Setelah dewasa , maikin banyak harapan harapan hidupnya. Baik harapan lahiriyah maupun harapan bathiniyah nya.
Harapan lahiriyahnya , misalnya : ingin kaya , banyak harta. Ingin menjadi laii laki yg gagah / perempuan yg cantik jelita , ingin cepat dapat pekerjaan dll.
Harapan bathiniyahnya : berharap bisa hidup tentram , damai , bisa melaksanakan ibadah yg aman , lancar , ingin tetap jadi orang yg ber ahlaqul karimah , dimanapun berada atau dlm kebersamaan dll.
Terwujudnya harapan harapan itu akan menjadikan Hati yg senang, bahagia , merasa bersyukur , hidup penuh dgn keceriaan , kedamaian .
Smg selalu si mudahkan jalannya.
Sebenarnya akan banyak jalan utk menjadikan orang itu bisa bahagia. Karena bahagia tdk hanya karna harta atau karena tahta. Ungkapan ini ya ada benarnya. Sejatinya rasa bahagia itu adalah urusan atau pekerjaan nya hati .
Rasa bahagia , bisa hadir pada siapa saja.
Rasa bahagia juga biaa hilang dari siapa saja.

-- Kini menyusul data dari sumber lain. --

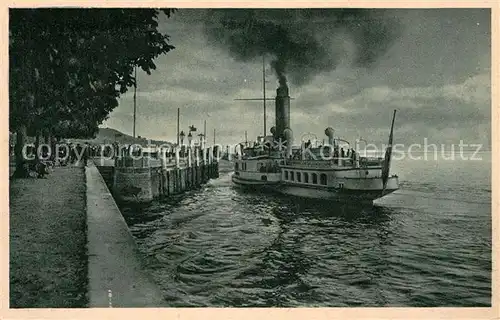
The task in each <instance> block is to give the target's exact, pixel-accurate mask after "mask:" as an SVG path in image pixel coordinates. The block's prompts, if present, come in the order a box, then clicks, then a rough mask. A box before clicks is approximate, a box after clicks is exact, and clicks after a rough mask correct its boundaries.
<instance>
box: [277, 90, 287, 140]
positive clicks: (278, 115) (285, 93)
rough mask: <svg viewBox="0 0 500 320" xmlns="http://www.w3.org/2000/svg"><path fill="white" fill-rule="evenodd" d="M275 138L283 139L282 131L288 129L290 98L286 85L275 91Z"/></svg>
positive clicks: (282, 132)
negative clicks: (275, 112) (275, 124)
mask: <svg viewBox="0 0 500 320" xmlns="http://www.w3.org/2000/svg"><path fill="white" fill-rule="evenodd" d="M275 101H276V135H275V136H276V137H277V138H282V139H285V137H284V131H285V129H286V128H290V96H289V95H288V86H287V85H286V83H280V86H279V87H278V89H276V100H275Z"/></svg>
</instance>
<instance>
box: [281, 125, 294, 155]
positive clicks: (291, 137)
mask: <svg viewBox="0 0 500 320" xmlns="http://www.w3.org/2000/svg"><path fill="white" fill-rule="evenodd" d="M283 135H284V136H285V141H286V157H287V158H289V157H290V156H291V155H292V145H293V131H292V129H290V128H286V129H285V130H284V131H283Z"/></svg>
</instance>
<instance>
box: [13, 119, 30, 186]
mask: <svg viewBox="0 0 500 320" xmlns="http://www.w3.org/2000/svg"><path fill="white" fill-rule="evenodd" d="M26 131H27V129H26V125H24V124H22V125H20V126H19V127H18V128H17V131H16V145H15V146H14V156H15V160H16V169H15V171H14V174H13V175H12V177H13V178H26V177H27V176H28V170H26V168H25V166H24V163H25V159H24V157H23V147H24V144H25V143H26Z"/></svg>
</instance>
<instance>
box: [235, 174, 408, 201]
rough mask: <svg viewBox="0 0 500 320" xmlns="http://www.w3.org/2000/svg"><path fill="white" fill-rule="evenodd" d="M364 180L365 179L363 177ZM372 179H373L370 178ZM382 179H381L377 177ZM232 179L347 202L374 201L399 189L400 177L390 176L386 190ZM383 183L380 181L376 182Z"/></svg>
mask: <svg viewBox="0 0 500 320" xmlns="http://www.w3.org/2000/svg"><path fill="white" fill-rule="evenodd" d="M363 180H364V179H363ZM369 180H372V179H369ZM374 180H375V179H373V180H372V181H367V180H364V181H365V183H367V184H365V186H366V187H368V186H373V184H374V182H375V181H374ZM377 180H380V179H377ZM232 181H233V183H234V184H236V185H237V186H240V187H243V188H246V189H252V190H266V191H274V192H277V193H281V194H284V195H289V196H294V197H299V198H305V199H317V200H327V201H339V202H346V203H373V200H376V199H379V198H382V197H383V196H386V195H388V194H390V193H392V192H394V191H396V190H398V184H399V183H398V178H397V177H390V178H389V179H388V181H387V187H386V189H385V190H382V189H380V188H374V189H364V190H361V189H348V188H333V187H327V186H317V185H303V184H290V183H286V182H283V181H272V182H270V181H261V180H253V179H244V178H241V177H239V176H236V175H233V176H232ZM375 184H376V185H377V187H378V185H379V184H380V185H381V181H380V182H379V183H375Z"/></svg>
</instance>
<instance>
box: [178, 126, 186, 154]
mask: <svg viewBox="0 0 500 320" xmlns="http://www.w3.org/2000/svg"><path fill="white" fill-rule="evenodd" d="M185 136H186V134H185V133H184V131H181V133H179V138H181V144H180V146H178V147H179V152H180V153H181V154H180V156H181V157H183V156H184V155H183V151H182V148H183V145H184V137H185Z"/></svg>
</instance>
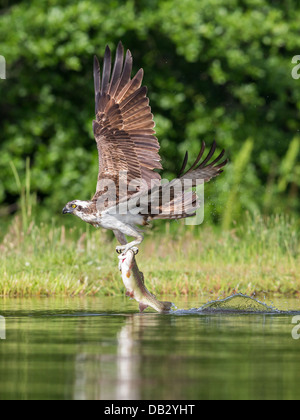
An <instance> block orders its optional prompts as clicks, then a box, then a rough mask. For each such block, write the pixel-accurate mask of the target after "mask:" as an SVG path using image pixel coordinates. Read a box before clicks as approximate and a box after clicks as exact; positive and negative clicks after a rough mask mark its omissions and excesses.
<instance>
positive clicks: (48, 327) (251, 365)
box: [0, 297, 300, 400]
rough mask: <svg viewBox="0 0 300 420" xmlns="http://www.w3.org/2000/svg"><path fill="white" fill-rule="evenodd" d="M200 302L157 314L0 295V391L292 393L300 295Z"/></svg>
mask: <svg viewBox="0 0 300 420" xmlns="http://www.w3.org/2000/svg"><path fill="white" fill-rule="evenodd" d="M206 302H207V299H206V300H205V299H203V300H202V301H201V302H199V301H198V300H195V299H193V300H178V299H176V300H175V302H174V303H175V304H176V306H177V307H178V308H179V309H178V310H177V311H175V312H173V313H171V314H164V315H161V314H157V313H154V312H151V311H150V312H145V313H143V314H139V313H137V305H136V303H135V302H134V301H130V300H128V299H127V298H116V297H112V298H74V299H57V298H41V299H2V300H1V301H0V305H1V306H0V315H2V316H4V317H5V321H6V340H0V399H82V400H85V399H143V400H149V399H172V400H175V399H176V400H182V399H298V398H299V396H300V392H299V383H300V340H295V339H293V337H292V329H293V328H294V327H295V324H292V320H293V317H294V316H295V315H296V314H297V313H298V314H300V312H299V309H300V302H299V300H296V299H294V300H287V299H281V300H278V301H274V302H273V303H270V302H268V304H269V305H268V307H271V308H274V307H275V308H276V309H279V310H280V311H276V310H274V311H266V312H260V313H257V312H252V313H251V312H249V313H247V312H245V311H244V312H243V311H227V312H226V311H204V310H199V309H197V308H199V307H200V306H202V305H203V304H205V303H206ZM182 308H184V309H185V310H184V311H183V310H182ZM191 308H195V309H193V310H192V309H191Z"/></svg>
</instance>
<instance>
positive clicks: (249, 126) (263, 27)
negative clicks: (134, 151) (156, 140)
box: [0, 0, 300, 226]
mask: <svg viewBox="0 0 300 420" xmlns="http://www.w3.org/2000/svg"><path fill="white" fill-rule="evenodd" d="M299 27H300V5H299V2H297V1H296V0H288V1H285V2H282V1H279V0H274V1H272V2H269V1H267V0H205V1H204V0H201V1H200V0H180V1H179V0H178V1H177V0H160V1H157V0H151V1H149V0H139V1H134V0H127V1H123V0H107V1H105V2H104V1H101V2H100V1H92V0H81V1H80V2H74V1H70V0H50V1H49V0H32V1H30V2H29V1H26V0H22V1H14V2H7V1H5V2H4V3H3V9H2V11H1V14H0V55H3V56H4V57H5V58H6V62H7V80H0V91H1V94H0V115H1V131H0V203H2V208H7V206H8V205H11V204H13V203H14V202H15V201H16V200H17V199H18V197H19V193H20V188H19V187H18V185H17V183H16V182H15V175H16V173H18V174H19V176H20V179H25V172H26V159H27V158H28V157H29V158H30V164H31V168H30V172H31V173H30V176H31V189H32V191H33V192H34V193H36V194H37V197H38V200H39V201H40V202H41V203H42V204H43V209H44V210H45V211H46V212H47V213H49V212H50V211H51V212H58V211H60V209H61V208H62V207H63V205H64V204H65V202H66V201H69V200H71V199H75V198H81V199H88V198H90V196H91V195H92V193H93V192H94V189H95V184H96V178H97V170H98V168H97V150H96V147H95V143H94V140H93V135H92V119H93V113H94V103H93V102H94V93H93V80H92V61H93V55H94V54H97V55H98V56H99V57H102V56H103V53H104V48H105V45H106V44H107V43H108V44H109V45H110V47H111V48H112V49H113V50H114V49H115V47H116V45H117V42H118V41H119V40H122V42H123V44H124V46H125V48H130V49H131V51H132V53H133V56H134V70H135V71H136V70H137V69H138V68H139V67H143V68H144V70H145V78H144V82H145V84H146V85H147V86H148V88H149V96H150V100H151V105H152V110H153V113H154V116H155V120H156V123H157V134H158V138H159V140H160V142H161V155H162V158H163V165H164V168H165V172H164V174H163V175H164V176H166V177H169V176H171V175H172V176H173V175H175V174H176V172H177V170H178V168H179V166H180V163H181V160H182V158H183V155H184V152H185V150H186V149H189V150H190V151H191V155H192V156H191V158H192V157H195V156H196V154H197V152H198V150H199V147H200V141H201V140H205V141H206V143H207V144H210V143H211V142H212V140H213V139H214V138H215V139H216V140H217V143H218V146H219V148H220V149H221V148H226V150H227V154H228V157H229V158H230V161H231V167H230V166H229V167H228V168H226V171H225V172H224V174H223V175H222V176H221V177H220V178H219V179H218V180H217V182H216V183H213V185H209V186H208V187H207V188H206V202H207V206H206V217H207V218H208V219H210V220H211V221H216V220H218V219H220V218H221V217H222V216H223V215H224V212H225V216H226V219H225V222H224V225H225V226H229V225H230V223H231V222H232V220H237V219H238V218H239V217H241V215H243V214H244V213H245V210H249V211H250V212H252V213H254V212H255V211H257V210H260V211H262V212H265V213H276V212H282V211H284V210H285V211H290V212H299V210H300V203H299V202H300V200H299V186H300V163H299V137H297V134H298V132H299V109H300V80H295V79H293V78H292V76H291V71H292V68H293V66H295V64H292V63H291V61H292V57H293V56H294V55H297V54H300V37H299ZM249 138H252V139H253V144H252V154H251V157H250V155H249V159H250V160H249V159H245V160H244V161H243V163H244V165H243V167H242V165H241V163H239V159H240V158H241V154H242V153H243V152H242V151H243V150H245V149H244V148H245V147H247V145H248V144H249V143H248V140H247V139H249ZM27 162H28V160H27ZM12 167H13V168H15V170H14V171H12V169H11V168H12ZM232 188H233V192H232V191H231V189H232ZM235 203H236V205H237V206H236V208H235V211H234V212H233V213H232V214H233V215H231V216H229V214H231V211H232V207H233V206H235Z"/></svg>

Rasa bahagia, bisa tetap ada kapan saja.
Rasa bahagia juga bisa lepas kapan saja.
Rasa bahagia bisa datang dlm keadaan apa saja. Rasa bahagia juga bisa pergi dkm keadaan apa saja.
Kenyataannya , orang yg punya banyak harta tidak semua merasa bahagia. Dan orang yg merasa hidupnya pas pasan tidak berarti mereka tidak bisa bahagia.
Karena semuanya akan kembali pada keadaan hati masing masing orang.
Hal ini baru urusan di dunia nyata. Lalu bagaimana dengan keadaan di alam akhirot kelak. Yang hanya bisa diketahui dan difahami dgn keyakinan dan keimanan hati. Dan balasan kebahagiaan itu tergantung dari wujud ihtiyar amal perbuatan atas dasar iman dan ketaqwaan waktu di dunia.
Jadi ada bahagia di dunia dan ada bahagia di akhirot.
Ada bahagia sebab wujud fisik dan ada bahagia sebab keadaan penerimaan hati.
Maka selalu jadi kebutuhan kita , adanya nasihat nasihat bijak , pencerahan pencerahan secara berkesinambungan sampai menemukan kesadaran hati untuk mencari jalannya bahagia.
Untu bisa menemukan jalannya kebahagiaan , dpt di awali dengan mencari jalannya syukur. Jalannya syukur , akan berangkat dari hati yang Ridlo nerimo, dan berjalan bersama sama dengan keshabaran , serta diiringi doa dan hati tawakkal pd Allaah.
InsyaaAllaah.
Semoga kita semua diberi Oleh Allaah selalu bisa berbahagia.kapanpun dan dimanapun.